One points out that if 200 permit holders were convicted of felonies out of 240,000 permit holders, than only 0.0833333334-percent of NC concealed carry permit population can be considered problems. He wonders if 30 of the NYPD;s 36,000 officers or 13 of Chicago’s 15,250 or 11 out of LA’s 13,250 or 2 out of New Orleans’ 1,401 officers
Along the same lines another calculates that Florida’s failiure rate has been 0.246% between 1986 and 2010.

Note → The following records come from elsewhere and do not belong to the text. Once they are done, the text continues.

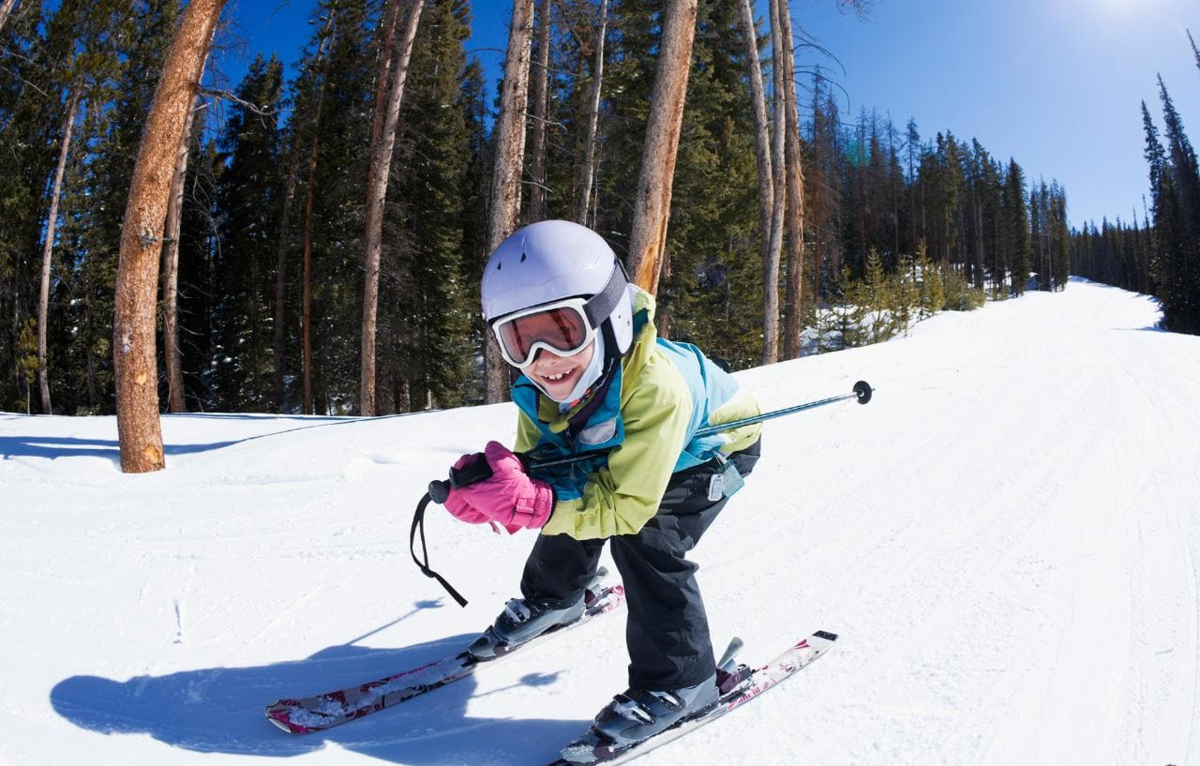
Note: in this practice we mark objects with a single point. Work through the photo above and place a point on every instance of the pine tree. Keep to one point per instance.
(426, 317)
(1017, 228)
(249, 201)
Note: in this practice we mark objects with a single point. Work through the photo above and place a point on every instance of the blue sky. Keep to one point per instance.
(1054, 83)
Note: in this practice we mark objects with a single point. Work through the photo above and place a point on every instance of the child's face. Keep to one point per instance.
(558, 375)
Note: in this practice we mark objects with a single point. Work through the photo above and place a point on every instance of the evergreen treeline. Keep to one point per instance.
(271, 235)
(1161, 255)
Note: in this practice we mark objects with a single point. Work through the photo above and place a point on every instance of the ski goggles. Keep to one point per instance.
(563, 327)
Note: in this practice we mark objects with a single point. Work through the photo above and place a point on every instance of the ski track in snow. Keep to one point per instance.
(1006, 540)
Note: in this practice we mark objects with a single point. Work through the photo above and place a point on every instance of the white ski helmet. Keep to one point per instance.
(553, 261)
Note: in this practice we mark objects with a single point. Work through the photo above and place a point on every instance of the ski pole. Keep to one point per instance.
(862, 393)
(480, 471)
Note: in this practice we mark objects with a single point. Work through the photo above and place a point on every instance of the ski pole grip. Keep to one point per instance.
(473, 473)
(863, 390)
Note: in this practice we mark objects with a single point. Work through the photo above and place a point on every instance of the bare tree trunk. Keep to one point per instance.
(652, 210)
(306, 291)
(761, 131)
(795, 169)
(383, 81)
(5, 10)
(589, 153)
(43, 300)
(509, 133)
(171, 273)
(381, 171)
(540, 114)
(137, 273)
(771, 263)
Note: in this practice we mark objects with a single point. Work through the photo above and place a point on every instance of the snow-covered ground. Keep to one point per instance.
(1006, 538)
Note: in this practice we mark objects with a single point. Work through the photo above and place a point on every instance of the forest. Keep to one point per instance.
(322, 240)
(1159, 252)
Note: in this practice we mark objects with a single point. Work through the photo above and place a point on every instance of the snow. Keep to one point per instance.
(1006, 540)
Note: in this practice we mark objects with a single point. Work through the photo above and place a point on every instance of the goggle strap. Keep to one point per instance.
(600, 306)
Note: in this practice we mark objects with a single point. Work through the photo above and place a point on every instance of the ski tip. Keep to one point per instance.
(281, 725)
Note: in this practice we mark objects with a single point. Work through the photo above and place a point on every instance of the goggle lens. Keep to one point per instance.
(562, 329)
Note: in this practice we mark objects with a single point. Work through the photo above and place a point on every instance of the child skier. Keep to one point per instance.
(595, 378)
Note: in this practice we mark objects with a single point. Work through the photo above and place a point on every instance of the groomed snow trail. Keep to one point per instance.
(1007, 540)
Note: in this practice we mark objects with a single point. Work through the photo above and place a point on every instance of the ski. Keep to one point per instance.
(324, 711)
(738, 687)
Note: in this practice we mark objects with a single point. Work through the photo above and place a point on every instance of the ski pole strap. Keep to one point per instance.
(419, 528)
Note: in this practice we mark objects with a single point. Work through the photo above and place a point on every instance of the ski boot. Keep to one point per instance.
(523, 621)
(636, 716)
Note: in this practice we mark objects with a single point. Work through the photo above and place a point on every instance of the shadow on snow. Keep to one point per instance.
(220, 710)
(54, 447)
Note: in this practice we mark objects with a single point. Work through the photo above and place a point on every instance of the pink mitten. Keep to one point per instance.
(457, 503)
(510, 497)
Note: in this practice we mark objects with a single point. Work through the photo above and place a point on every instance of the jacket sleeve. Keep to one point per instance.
(623, 496)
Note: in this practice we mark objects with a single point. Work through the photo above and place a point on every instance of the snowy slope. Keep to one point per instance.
(1006, 538)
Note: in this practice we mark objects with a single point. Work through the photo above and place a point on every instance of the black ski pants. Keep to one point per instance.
(666, 630)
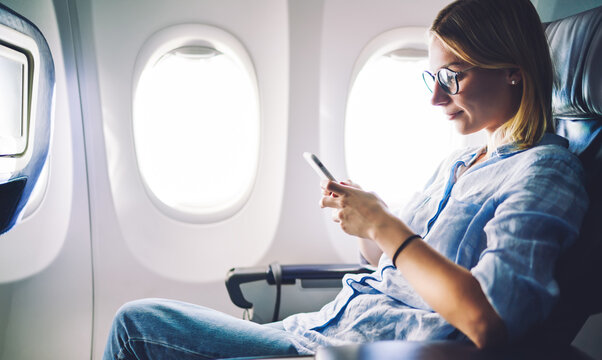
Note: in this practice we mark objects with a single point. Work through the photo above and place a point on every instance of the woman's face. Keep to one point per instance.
(486, 98)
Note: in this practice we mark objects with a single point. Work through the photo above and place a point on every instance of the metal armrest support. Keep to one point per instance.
(290, 273)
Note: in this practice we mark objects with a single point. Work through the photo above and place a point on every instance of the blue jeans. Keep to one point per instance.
(168, 329)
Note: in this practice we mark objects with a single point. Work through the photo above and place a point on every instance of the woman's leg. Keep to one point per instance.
(167, 329)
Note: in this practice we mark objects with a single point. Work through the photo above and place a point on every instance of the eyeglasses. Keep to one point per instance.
(447, 79)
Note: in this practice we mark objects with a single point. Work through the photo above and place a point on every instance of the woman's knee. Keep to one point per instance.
(134, 315)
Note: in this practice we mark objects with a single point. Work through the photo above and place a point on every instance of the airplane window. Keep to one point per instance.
(196, 131)
(394, 137)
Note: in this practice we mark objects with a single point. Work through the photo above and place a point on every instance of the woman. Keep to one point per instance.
(469, 258)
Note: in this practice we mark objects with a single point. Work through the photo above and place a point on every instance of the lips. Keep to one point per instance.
(453, 115)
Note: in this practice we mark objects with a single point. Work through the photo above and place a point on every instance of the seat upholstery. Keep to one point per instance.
(576, 49)
(16, 188)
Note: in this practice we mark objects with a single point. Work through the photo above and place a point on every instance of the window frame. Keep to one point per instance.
(164, 42)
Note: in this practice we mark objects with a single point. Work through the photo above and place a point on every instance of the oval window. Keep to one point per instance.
(196, 132)
(394, 137)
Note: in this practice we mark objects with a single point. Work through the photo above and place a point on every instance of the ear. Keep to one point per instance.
(514, 76)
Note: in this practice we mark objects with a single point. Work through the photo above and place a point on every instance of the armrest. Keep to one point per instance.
(290, 273)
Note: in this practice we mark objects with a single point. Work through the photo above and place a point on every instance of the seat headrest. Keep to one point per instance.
(576, 49)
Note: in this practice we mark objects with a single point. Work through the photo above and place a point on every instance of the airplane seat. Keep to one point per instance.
(26, 107)
(576, 49)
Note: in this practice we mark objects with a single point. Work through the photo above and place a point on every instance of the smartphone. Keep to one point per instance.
(317, 165)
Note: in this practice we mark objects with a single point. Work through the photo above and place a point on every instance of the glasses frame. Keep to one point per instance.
(437, 77)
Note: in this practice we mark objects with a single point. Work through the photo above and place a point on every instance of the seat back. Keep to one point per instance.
(576, 49)
(26, 98)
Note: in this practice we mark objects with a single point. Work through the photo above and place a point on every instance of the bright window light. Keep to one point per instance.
(196, 130)
(394, 137)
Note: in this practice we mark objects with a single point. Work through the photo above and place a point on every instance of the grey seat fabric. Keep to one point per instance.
(576, 49)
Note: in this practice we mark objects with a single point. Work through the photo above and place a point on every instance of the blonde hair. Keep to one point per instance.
(505, 34)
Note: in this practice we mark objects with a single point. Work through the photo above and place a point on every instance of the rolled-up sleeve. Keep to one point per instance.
(536, 218)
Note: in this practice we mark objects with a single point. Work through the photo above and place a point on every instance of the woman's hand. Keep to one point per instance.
(359, 213)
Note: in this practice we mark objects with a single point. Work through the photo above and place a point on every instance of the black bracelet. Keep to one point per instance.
(402, 246)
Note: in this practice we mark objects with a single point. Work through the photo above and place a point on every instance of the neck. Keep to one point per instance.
(495, 139)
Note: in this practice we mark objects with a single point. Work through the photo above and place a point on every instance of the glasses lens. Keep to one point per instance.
(447, 80)
(429, 80)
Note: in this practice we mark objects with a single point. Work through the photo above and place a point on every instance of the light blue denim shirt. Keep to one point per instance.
(506, 219)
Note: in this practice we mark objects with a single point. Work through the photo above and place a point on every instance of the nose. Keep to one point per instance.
(439, 97)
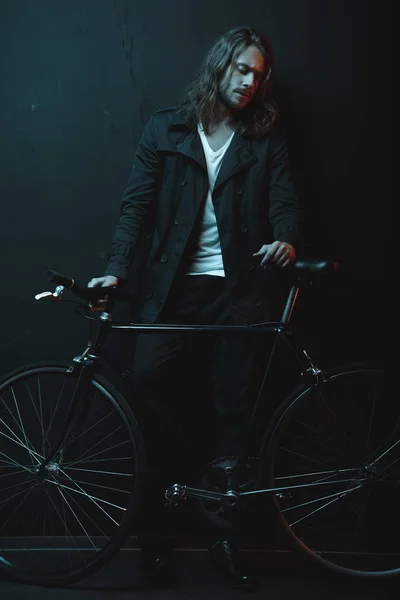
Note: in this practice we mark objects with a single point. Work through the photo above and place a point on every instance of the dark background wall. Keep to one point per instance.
(80, 78)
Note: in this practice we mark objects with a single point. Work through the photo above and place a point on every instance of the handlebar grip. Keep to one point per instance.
(60, 278)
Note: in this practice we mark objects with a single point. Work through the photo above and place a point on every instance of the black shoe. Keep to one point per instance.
(226, 559)
(157, 561)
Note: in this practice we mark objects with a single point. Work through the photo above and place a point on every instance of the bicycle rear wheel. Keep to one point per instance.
(61, 523)
(334, 451)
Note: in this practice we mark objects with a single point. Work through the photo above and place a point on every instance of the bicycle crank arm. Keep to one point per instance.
(177, 492)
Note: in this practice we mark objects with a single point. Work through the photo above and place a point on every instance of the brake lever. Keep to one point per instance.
(56, 296)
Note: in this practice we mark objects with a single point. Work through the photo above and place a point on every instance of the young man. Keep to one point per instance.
(210, 203)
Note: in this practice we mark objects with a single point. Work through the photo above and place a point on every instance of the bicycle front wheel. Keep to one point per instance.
(62, 520)
(333, 454)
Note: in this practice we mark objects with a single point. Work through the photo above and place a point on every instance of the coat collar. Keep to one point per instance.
(238, 156)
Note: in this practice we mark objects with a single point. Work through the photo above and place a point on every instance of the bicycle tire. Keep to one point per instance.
(343, 434)
(62, 525)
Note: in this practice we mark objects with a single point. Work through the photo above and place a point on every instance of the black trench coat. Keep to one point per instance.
(254, 200)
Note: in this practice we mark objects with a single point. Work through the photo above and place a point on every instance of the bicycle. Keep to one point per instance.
(72, 459)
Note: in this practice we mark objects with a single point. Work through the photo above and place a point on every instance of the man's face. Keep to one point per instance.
(242, 79)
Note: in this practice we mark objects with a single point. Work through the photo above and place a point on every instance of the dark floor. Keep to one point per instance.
(282, 576)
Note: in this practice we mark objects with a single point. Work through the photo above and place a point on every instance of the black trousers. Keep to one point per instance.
(172, 368)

He calculates, in addition, that Mayors Against Illegal Guns has had 2.2% of its members arrested, charged, and convicted of criminal activities (assuming 500 mayors). They are almost eight times more likely to be convicted of crimes than Florida concealed firearm license holders. That is over a four-year period. If you projected those figures over 23 years you might arrive at a figure of anti-gun mayors being 45 times more likely to be convicted of crimes. He thinks that’s kind of funny, and so do I.
So the evidence—forever invisible to New York Times journalists—is that permit holders are more law-abiding than the general population.